Does Picovoice speech-to-intent software work in presence of noise and reverberation?

Yes, Picovoice speech-to-intent engine is resilient to noise, reverberation, and other acoustic artifacts. We have done rigorous performance benchmarking on Rhino speech-to-intent engine and published the results publicly here. In addition, the audio data and the code used for benchmarking have been made publicly available under Apache 2.0 license to reproduce the results. The results show 92% accuracy in a noisy environment with signal to noise ratio of 9dB at microphone level.

Is there a limit on the number of slot values?

There is no technical limit on the number of slot values Picovoice speech-to-intent software can understand. However, on platforms with limited memory (particularly MCUs), the total number will be dictated by the available amount of memory. Roughly speaking, for each 100 unique words/phrases, you should allocate around 50KB of additional memory.

Are there any best practices for designing speech-to-intent context (Interaction model)?

The design process for the Picovoice speech-to-intent interaction model (or context) is similar to designing Alexa skills. In general, you have to make sure your context follows the common patterns for situational design:

  • Adaptability: Let users speak in their own words.
  • Personalization: Individualize your entire interaction.
  • Availability: Collapse your menus; make all options top-level.
  • Relatability: Talk with them, not at them.

I need to use speech-to-intent software in an Interactive Voice Response (IVR) application. Is that possible?

Yes. Picovoice speech-to-intent software is a powerful tool for building IVR applications. However, please note that Picovoice software only works well on 16kHz audio and does not perform optimally in telephony applications that use 8kHz audio.

Does Picovoice speech-to-intent software perform endpointing?

Yes, Picovoice speech-to-intent software performs endpointing automatically.

Does my application need to listen to a wake word before processing the audio with speech-to-intent software?

Speech-to-intent software requires a method of initiation to start listening when the user is about to speak. That could be implemented by either push-to-talk switch or by the Picovoice wake word detection engine, depending on the customer requirement.

How do I develop a speech-to-intent context model (.rhn) file?

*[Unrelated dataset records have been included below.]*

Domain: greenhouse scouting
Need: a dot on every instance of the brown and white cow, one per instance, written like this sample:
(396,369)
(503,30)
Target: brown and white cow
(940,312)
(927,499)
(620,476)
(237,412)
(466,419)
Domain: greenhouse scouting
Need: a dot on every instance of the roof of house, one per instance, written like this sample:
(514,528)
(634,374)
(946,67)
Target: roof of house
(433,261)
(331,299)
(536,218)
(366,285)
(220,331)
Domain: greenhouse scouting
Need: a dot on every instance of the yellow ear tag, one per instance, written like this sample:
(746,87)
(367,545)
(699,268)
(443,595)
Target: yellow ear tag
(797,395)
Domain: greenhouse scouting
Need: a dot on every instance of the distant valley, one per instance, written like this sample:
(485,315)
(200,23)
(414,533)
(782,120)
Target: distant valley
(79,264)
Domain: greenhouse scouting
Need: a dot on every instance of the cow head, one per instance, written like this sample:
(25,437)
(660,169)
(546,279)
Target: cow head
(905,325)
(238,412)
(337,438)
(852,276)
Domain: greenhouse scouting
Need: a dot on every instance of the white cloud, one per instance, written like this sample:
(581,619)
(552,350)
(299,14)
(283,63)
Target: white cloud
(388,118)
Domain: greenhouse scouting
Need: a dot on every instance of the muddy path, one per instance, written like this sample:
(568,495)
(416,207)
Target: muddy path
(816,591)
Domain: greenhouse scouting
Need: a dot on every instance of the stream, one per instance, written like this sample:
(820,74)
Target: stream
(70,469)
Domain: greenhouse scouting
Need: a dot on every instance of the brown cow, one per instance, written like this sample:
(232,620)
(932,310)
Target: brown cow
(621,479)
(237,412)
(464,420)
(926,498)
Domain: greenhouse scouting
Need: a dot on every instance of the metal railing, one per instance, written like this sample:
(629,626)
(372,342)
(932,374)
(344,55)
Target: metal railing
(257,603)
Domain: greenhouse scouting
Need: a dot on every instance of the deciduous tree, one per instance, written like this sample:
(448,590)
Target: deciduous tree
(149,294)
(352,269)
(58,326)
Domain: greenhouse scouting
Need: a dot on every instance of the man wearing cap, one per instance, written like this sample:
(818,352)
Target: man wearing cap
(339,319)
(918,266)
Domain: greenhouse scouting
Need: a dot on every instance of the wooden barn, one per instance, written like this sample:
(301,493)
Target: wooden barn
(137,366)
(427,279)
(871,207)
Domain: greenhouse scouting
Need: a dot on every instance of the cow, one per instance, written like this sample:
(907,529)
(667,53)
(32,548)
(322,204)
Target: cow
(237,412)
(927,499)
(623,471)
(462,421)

Use the Picovoice Console to build a context and then train a model file. You need to capture all anticipated expressions users would say to mean something that your context intends to handle. The expressions are written using the Rhino syntax. The Rhino grammar provides a set of features that will allow you to express many combinations of phrases, such as (optional phrases), and [choice,of,phrase].

For example, in a smart lighting application, the user might say:

  • "[set, change, switch, make, turn] (the) $room:room1 (light) (to) $color:color1"
  • "[set, change, switch, make, turn] (the) color in $room:room1 (to) $color:color1"

See this Picovoice Console tutorial for how to build a context.

What’s the advantage of using Picovoice speech-to-intent software instead of using Speech-to-Text and input the transcribed text into an NLU engine to extract intents?

Using a generic speech-to-text engine with NLU usually results in suboptimal accuracy without any tuning. We have benchmarked the performance of Picovoice Rhino against several alternatives including Google Dialogflow, Amazon Lex, IBM Watson, and Micrsooft LUIS here.